Novel VIA techniques appeared to be a useful tool that allows for quantitatively correlating staining density as a continuous variable with various patient characteristics. Such analysis has often been difficult previously. Staining density was shown to correlate positively with tumour size, but no association was found with lymph node status, TNM stage or degree of differentiation. This is likely due to the small sample size, although one of the potential benefits of VIA is that larger studies can be conducted more easily, compared with time-intensive and slower manual visual grading.

The VIA methods in this study also provided graphical profiles for each of the different antibodies. This allowed more detailed representation of the pattern of distribution of the subpopulations of lymphoid infiltrate within the tumour. Features such as clustering of cell types can also be observed and quantitated using VIA.[28] Moreover, it also allowed for the association comparison of areas within the tumour where cellular subgroups could be identified as either overlapping or distinct. Analysis of cytokine expression and cytokine receptor expression within the tumour microenvironment using these methods is under current investigation.

Our previous work demonstrated that both dendritic cell number and activation were low in human breast cancers and showed an association between density of CD1a cells and five-year survival, although non-significant at the p = .05 level.[35,36]

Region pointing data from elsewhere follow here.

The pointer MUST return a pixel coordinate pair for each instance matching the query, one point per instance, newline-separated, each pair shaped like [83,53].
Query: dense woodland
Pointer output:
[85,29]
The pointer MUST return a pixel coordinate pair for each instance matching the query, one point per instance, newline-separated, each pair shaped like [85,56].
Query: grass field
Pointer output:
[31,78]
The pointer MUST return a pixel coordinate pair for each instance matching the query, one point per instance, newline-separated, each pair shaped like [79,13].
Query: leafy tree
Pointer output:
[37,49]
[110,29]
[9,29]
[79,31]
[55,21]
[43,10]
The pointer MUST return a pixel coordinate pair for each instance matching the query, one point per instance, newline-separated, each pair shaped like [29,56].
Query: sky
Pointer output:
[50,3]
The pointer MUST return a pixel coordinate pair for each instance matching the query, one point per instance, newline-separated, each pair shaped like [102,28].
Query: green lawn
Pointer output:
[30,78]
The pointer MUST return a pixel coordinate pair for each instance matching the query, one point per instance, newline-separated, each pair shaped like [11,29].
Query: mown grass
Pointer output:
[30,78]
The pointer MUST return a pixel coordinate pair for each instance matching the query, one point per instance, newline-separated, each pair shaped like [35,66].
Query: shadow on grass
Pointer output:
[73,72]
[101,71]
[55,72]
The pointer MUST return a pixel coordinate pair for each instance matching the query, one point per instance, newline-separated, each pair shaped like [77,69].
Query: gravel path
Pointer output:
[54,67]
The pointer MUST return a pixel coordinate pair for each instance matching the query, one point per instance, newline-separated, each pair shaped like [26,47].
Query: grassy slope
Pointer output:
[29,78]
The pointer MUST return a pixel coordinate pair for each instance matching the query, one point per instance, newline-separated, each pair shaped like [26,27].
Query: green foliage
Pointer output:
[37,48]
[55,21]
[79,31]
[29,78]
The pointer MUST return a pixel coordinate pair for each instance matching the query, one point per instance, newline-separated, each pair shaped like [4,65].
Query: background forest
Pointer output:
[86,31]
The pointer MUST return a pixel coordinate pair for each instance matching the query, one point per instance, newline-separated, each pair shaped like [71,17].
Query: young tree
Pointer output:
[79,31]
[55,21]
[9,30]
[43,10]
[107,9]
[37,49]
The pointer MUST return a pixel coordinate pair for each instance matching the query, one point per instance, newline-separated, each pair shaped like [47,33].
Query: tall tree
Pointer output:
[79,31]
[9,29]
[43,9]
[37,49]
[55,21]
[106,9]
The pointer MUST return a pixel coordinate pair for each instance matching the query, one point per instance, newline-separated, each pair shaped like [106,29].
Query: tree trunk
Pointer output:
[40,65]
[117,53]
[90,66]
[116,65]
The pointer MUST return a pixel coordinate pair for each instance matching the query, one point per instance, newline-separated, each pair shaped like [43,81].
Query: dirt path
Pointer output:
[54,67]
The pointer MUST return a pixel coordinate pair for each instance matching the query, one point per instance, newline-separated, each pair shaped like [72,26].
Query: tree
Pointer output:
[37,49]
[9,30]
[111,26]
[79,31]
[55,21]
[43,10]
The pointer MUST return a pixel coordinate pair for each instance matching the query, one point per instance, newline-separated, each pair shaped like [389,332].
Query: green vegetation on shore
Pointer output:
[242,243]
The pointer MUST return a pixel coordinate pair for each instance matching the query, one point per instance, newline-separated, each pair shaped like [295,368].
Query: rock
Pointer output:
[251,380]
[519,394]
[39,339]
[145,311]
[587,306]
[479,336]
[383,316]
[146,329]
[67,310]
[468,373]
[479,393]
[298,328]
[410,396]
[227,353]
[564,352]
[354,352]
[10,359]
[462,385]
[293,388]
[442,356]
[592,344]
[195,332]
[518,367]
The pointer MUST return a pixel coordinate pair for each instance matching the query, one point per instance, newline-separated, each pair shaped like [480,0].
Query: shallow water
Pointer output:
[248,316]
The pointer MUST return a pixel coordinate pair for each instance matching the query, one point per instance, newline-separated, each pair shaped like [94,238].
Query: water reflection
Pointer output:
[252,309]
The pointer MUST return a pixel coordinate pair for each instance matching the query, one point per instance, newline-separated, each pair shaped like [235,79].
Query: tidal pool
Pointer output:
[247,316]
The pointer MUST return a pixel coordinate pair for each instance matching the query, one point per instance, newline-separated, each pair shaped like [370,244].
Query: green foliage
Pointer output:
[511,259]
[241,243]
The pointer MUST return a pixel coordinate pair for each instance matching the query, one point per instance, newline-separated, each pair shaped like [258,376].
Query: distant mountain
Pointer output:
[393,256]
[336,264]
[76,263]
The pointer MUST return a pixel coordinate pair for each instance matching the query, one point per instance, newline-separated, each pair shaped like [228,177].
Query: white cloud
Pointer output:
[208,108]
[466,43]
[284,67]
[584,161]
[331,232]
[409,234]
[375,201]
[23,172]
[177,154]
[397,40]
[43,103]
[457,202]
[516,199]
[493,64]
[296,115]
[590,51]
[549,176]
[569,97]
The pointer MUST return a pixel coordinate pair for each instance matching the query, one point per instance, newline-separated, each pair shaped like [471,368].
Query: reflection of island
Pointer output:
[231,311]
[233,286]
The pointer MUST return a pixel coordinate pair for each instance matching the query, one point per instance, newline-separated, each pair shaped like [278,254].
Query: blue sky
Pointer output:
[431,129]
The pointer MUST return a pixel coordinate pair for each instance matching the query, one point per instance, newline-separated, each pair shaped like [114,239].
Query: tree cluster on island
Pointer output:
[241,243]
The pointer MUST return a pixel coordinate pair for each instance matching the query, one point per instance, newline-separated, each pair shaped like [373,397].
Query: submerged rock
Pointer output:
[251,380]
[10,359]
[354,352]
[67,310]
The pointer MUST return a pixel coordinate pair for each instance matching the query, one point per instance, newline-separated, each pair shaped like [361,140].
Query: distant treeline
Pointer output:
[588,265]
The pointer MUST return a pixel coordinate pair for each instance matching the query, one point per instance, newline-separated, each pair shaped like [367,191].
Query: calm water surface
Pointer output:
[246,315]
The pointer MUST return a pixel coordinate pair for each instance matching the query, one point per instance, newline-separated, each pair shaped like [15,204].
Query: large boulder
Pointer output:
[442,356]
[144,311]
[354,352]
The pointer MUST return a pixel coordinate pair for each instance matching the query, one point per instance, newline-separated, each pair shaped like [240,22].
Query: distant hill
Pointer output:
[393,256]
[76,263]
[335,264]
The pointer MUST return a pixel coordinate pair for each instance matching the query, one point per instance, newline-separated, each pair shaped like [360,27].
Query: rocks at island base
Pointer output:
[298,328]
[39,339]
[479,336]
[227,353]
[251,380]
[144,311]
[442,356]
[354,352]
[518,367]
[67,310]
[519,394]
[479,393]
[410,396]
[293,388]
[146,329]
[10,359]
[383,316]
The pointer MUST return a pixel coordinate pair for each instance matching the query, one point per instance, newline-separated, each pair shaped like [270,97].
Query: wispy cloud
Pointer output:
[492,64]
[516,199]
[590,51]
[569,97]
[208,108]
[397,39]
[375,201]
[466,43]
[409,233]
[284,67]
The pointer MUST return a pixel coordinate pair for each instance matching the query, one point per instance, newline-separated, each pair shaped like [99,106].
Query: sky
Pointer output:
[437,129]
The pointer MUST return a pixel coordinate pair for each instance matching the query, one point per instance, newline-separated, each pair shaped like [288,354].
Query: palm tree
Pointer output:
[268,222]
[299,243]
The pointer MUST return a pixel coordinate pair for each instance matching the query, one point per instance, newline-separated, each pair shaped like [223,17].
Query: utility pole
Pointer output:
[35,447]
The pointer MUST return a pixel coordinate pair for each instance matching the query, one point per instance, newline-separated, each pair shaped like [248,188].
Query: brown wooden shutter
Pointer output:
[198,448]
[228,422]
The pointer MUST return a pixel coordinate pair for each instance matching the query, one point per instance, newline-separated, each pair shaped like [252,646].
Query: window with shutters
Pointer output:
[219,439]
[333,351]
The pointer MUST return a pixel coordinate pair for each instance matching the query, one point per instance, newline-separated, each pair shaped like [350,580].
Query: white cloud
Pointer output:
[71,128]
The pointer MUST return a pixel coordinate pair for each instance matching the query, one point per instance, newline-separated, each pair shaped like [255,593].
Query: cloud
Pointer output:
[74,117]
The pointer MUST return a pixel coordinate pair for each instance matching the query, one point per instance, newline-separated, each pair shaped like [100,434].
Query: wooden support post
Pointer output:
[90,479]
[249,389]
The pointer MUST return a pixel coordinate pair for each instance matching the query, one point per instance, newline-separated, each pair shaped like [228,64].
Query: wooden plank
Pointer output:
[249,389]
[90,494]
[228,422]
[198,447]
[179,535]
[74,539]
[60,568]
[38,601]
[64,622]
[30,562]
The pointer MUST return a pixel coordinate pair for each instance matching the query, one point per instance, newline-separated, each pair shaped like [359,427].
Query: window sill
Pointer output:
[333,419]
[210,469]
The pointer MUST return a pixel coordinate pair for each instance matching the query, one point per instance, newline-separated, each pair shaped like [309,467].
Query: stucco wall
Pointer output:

The importance of the current findings and techniques used in this study are that better understanding of the distribution of the tumour infiltrating leukocyte population within human breast carcinomas is now possible. Further work is revealing the implications of TIL characteristics for clinical outcome, including longer term survival, which is currently being actively evaluated in greater detail.

Conclusion

The results obtained in this study indicate that although primed T-cells predominate, other immunological cell types are present. These other cell types and the relationship to the structural morphology and interaction with CD3 cells require further investigation. Indeed, significant interaction or cooperation between cell types in the tumour inflammatory infiltrate likely does occur. More detailed analysis of the distribution of immunological cells within the TIL infiltrate using high-sensitivity immunostaining and VIA techniques offers a logical approach recommended for further investigations in this area. The potential importance and significance of these findings lie in the association between breast cancer TIL immune profile and clinical outcome, including survival.